NEW TOLL SYSTEM By Kathy Liebler & Jean Ward


Cranberry Interchange

GATEWAY, NEW WARRENDALE PLAZA WILL HAVE A FLAT RATE, NO TOLLS AT NEW CASTLE, BEAVER VALLEY, AND CRANBERRY


Turnpike Plans Conversion of Toll Facilities in Western PA by 2002

The Pennsylvania Turnpike Commission has taken initial steps to change the way tolls are collected on the Turnpike in southwestern Pennsylvania between the Gateway mainline toll plaza at the Ohio line and the Cranberry Interchange (Exit # 3). By changing the toll collection system, the Commission hopes to alleviate traffic congestion at the Cranberry Interchange and surrounding highways and at the same time make provisions to accommodate electronic toll collection (ETC) -- a critical part of the Turnpike’s future.
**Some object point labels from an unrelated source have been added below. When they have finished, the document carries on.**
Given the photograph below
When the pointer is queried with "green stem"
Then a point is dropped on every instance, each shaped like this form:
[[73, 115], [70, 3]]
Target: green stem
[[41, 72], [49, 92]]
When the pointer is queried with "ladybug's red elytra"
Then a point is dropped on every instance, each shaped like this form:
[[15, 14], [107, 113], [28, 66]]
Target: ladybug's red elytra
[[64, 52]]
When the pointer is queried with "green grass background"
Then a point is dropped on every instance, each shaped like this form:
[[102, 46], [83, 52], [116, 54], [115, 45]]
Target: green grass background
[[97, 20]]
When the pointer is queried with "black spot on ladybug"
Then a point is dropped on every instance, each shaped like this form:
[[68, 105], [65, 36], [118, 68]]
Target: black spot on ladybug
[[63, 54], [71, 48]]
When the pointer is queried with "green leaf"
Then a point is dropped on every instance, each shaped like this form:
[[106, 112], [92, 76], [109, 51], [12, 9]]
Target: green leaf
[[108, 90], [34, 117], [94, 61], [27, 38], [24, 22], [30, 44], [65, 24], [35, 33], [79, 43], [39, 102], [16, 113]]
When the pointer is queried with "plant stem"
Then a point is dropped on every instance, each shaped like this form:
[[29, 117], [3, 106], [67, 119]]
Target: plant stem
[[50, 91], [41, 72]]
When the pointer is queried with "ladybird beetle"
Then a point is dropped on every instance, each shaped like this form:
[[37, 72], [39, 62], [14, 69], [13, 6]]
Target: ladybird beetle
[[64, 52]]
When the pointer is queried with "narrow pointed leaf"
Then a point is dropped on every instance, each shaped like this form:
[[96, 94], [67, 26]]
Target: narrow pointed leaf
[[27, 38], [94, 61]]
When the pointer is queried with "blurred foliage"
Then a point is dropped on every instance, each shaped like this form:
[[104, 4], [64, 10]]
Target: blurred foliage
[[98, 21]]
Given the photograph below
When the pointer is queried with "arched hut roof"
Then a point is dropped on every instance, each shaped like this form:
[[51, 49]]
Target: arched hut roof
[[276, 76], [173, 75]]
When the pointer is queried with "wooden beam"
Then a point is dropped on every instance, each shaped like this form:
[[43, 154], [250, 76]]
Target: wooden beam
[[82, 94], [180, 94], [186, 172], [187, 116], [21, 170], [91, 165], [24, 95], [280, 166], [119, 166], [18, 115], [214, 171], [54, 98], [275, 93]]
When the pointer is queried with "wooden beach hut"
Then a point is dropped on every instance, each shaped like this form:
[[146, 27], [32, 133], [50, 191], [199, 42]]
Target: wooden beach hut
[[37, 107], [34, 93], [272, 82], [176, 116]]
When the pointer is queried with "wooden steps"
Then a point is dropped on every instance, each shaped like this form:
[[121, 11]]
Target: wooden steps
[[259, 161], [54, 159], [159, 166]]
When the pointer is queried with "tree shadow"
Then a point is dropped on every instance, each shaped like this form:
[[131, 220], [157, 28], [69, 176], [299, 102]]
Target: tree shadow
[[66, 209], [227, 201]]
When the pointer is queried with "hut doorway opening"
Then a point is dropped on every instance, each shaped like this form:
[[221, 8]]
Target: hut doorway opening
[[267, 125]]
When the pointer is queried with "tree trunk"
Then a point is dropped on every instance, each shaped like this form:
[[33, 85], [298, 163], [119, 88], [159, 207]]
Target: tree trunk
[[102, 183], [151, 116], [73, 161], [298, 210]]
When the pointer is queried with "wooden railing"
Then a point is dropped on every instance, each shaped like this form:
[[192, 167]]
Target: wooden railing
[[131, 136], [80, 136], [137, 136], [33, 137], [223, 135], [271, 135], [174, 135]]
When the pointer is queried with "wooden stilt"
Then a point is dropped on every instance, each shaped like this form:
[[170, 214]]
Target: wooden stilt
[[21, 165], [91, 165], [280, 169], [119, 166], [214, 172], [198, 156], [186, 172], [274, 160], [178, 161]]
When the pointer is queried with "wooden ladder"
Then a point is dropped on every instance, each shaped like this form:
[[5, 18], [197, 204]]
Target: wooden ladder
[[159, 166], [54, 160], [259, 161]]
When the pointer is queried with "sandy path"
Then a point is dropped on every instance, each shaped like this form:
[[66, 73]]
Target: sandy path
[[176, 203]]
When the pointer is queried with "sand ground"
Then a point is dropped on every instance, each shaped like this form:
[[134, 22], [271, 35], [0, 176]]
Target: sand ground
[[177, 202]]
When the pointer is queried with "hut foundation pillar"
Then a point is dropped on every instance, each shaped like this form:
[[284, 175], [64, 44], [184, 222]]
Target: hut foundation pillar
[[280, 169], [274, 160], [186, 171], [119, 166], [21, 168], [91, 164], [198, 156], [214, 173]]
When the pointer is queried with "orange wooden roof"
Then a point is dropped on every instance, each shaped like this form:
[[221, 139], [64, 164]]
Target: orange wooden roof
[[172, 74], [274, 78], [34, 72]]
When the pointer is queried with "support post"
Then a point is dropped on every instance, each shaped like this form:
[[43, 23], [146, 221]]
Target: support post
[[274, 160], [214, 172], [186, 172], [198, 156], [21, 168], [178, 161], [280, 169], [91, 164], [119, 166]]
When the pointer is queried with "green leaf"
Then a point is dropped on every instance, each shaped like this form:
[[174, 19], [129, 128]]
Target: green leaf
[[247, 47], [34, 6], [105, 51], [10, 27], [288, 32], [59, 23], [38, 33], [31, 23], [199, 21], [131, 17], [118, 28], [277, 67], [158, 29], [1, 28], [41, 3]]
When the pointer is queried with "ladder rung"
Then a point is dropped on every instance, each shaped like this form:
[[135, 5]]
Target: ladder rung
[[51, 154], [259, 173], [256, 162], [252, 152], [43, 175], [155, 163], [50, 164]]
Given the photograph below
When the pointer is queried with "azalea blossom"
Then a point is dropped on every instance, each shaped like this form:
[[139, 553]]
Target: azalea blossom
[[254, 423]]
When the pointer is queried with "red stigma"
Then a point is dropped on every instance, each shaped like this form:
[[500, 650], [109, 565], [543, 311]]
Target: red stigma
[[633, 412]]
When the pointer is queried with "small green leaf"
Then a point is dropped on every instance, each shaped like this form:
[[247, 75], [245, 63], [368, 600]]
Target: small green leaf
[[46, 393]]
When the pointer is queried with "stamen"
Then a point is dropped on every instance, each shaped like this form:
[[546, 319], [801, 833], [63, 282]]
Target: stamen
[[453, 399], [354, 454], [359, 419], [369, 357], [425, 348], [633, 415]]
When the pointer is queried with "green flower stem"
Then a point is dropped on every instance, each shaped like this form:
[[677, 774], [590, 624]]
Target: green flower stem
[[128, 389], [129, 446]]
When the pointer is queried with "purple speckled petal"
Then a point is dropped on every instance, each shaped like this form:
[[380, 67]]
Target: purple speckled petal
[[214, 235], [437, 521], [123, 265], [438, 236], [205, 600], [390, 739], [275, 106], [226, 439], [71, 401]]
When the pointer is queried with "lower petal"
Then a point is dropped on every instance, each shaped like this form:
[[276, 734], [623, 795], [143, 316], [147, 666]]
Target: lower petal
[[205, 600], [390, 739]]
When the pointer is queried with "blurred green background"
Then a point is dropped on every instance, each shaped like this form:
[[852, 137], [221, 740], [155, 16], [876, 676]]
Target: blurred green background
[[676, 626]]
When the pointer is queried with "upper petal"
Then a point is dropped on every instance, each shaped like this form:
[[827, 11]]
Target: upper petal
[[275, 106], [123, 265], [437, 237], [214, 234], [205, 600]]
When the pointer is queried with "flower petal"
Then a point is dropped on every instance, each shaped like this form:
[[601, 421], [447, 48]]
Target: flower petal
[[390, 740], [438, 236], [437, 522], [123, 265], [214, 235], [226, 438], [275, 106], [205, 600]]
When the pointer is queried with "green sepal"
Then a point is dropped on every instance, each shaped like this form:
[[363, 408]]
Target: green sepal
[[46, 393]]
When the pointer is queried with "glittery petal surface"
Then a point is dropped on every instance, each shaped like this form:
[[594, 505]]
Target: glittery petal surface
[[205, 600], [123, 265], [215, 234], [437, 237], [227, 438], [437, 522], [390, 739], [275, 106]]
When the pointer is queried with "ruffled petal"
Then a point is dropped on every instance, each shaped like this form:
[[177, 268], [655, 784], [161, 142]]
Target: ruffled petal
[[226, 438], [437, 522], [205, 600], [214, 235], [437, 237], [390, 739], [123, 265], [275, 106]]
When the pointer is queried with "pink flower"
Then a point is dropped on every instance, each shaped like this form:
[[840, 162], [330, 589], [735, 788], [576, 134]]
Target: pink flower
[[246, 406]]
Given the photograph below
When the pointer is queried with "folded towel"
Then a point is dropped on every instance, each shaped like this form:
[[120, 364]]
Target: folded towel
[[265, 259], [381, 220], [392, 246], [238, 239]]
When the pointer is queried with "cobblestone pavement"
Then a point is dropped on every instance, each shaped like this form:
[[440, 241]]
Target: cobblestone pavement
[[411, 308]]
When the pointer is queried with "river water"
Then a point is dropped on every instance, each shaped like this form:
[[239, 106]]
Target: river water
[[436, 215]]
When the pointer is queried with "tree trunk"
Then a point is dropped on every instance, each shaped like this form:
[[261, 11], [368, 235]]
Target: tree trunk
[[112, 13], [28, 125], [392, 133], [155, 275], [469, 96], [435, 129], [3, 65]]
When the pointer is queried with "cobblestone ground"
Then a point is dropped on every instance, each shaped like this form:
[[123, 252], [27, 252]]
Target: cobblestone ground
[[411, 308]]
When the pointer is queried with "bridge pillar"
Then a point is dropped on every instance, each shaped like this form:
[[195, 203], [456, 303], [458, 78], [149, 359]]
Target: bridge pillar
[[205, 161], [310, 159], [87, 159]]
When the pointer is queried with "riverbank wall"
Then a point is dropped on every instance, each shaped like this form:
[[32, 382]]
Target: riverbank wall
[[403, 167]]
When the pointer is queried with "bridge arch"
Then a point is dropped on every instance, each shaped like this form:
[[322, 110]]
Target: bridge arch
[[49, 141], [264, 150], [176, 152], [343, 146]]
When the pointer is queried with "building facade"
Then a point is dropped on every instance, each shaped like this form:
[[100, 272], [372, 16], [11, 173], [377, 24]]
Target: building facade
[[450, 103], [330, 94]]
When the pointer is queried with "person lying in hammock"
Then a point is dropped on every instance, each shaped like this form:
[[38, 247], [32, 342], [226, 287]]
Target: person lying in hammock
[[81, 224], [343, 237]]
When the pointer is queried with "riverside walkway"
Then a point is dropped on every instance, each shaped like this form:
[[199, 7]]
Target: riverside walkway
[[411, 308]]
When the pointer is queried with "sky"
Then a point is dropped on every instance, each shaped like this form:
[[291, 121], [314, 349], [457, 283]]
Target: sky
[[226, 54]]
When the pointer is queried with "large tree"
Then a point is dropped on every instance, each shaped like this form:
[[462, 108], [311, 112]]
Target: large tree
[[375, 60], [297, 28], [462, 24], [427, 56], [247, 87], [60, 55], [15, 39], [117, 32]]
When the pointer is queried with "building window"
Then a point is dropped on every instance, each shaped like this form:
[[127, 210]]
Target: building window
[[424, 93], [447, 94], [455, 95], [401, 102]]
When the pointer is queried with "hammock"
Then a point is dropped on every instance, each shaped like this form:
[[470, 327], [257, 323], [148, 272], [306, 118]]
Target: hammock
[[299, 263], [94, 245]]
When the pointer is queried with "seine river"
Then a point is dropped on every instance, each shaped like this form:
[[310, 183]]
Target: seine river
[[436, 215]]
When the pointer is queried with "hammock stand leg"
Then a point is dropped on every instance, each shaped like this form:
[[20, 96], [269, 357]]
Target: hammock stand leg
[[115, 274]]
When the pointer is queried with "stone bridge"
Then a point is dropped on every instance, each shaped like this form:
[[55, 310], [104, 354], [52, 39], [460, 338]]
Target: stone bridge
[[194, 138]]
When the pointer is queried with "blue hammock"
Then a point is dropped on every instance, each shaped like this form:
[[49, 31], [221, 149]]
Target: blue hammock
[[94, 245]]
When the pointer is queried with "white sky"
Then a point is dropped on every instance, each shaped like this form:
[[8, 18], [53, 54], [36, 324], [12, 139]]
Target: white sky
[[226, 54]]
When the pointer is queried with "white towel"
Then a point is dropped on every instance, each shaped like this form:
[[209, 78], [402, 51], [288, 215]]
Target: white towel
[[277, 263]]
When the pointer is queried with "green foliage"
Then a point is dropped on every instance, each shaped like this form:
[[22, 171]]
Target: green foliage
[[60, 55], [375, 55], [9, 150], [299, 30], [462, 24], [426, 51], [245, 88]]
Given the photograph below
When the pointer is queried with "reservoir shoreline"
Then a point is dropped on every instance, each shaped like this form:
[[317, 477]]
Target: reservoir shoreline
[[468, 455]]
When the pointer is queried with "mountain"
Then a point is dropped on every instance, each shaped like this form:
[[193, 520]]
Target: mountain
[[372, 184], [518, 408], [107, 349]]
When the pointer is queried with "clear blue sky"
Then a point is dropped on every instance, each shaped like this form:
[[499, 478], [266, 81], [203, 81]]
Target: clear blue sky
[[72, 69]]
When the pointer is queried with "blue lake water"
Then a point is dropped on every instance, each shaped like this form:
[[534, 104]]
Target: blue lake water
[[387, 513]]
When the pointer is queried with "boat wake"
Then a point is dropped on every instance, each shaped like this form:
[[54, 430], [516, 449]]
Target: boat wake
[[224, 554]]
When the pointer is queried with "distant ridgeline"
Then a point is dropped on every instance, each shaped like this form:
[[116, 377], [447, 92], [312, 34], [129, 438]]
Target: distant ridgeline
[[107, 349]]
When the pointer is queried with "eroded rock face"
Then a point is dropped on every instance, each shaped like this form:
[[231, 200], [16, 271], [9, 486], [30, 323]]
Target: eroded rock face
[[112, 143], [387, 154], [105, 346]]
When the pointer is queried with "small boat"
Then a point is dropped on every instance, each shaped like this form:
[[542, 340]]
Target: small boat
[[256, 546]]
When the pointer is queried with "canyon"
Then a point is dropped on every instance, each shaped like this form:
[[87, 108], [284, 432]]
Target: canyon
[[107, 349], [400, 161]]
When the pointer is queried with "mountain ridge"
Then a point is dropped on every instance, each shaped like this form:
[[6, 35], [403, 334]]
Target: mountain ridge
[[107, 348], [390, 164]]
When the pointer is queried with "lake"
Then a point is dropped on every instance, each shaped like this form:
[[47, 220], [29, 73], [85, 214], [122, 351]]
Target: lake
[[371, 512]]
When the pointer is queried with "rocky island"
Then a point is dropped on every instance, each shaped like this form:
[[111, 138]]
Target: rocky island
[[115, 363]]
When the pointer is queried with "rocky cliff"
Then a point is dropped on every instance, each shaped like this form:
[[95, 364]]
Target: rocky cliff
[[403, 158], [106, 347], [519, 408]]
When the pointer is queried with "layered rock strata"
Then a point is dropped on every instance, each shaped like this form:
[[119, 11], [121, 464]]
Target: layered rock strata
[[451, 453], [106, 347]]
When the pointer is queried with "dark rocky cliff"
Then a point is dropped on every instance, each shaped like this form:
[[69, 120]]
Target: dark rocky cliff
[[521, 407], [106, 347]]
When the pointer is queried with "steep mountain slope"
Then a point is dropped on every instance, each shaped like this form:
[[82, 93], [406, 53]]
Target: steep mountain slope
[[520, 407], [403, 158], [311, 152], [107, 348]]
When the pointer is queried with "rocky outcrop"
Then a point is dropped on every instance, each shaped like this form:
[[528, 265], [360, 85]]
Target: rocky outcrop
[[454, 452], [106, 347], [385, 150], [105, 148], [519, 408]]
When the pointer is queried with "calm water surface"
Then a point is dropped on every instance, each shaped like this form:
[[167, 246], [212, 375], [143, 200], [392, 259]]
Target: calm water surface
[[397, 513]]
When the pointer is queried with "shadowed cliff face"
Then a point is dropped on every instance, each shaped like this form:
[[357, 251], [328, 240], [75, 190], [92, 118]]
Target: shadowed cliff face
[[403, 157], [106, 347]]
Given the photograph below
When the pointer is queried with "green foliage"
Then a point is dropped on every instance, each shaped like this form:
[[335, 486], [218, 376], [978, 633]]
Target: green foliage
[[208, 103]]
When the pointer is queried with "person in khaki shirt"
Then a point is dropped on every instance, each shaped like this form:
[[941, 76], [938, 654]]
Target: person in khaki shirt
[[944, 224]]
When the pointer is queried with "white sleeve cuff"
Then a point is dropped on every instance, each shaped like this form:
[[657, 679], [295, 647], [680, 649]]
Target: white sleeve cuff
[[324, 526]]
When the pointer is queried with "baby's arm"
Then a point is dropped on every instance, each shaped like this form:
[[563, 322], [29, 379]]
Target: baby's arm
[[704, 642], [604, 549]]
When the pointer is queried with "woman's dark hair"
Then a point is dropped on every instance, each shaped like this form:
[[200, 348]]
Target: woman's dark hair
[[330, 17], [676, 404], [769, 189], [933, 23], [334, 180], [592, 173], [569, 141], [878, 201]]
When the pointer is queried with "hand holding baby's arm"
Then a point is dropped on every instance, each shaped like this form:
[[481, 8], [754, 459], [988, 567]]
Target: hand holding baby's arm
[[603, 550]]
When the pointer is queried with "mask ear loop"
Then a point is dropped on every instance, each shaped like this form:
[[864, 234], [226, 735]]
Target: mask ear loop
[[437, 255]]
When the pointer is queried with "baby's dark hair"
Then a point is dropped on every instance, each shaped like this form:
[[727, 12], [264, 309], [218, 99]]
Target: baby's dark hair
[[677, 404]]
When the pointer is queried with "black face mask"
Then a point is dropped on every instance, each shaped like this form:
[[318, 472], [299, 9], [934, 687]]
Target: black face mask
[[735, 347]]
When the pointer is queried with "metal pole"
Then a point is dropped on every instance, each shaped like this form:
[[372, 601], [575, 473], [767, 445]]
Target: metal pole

Final design of the new toll collection system is scheduled for completion in the fall of 1999 with construction beginning in the spring of 2000. The project is expected to take two years to complete and should be in place by late 2002. This schedule is consistent with PENNDOT’s schedule for the construction of a connector with I-79 at the Cranberry Interchange.

The Commission recently approved the proposed toll conversion plan, directing Turnpike engineers to begin design of a system that calls for the construction of a new mainline toll plaza, just east of the Cranberry Interchange, at milepost 31 in Marshall Township. The site is the location of the Butler Service Plaza, which eventually will be placed out of service. The proposal also calls for the elimination of toll collection at the New Castle, Beaver Valley and Cranberry Interchanges (1A, 2 and 3).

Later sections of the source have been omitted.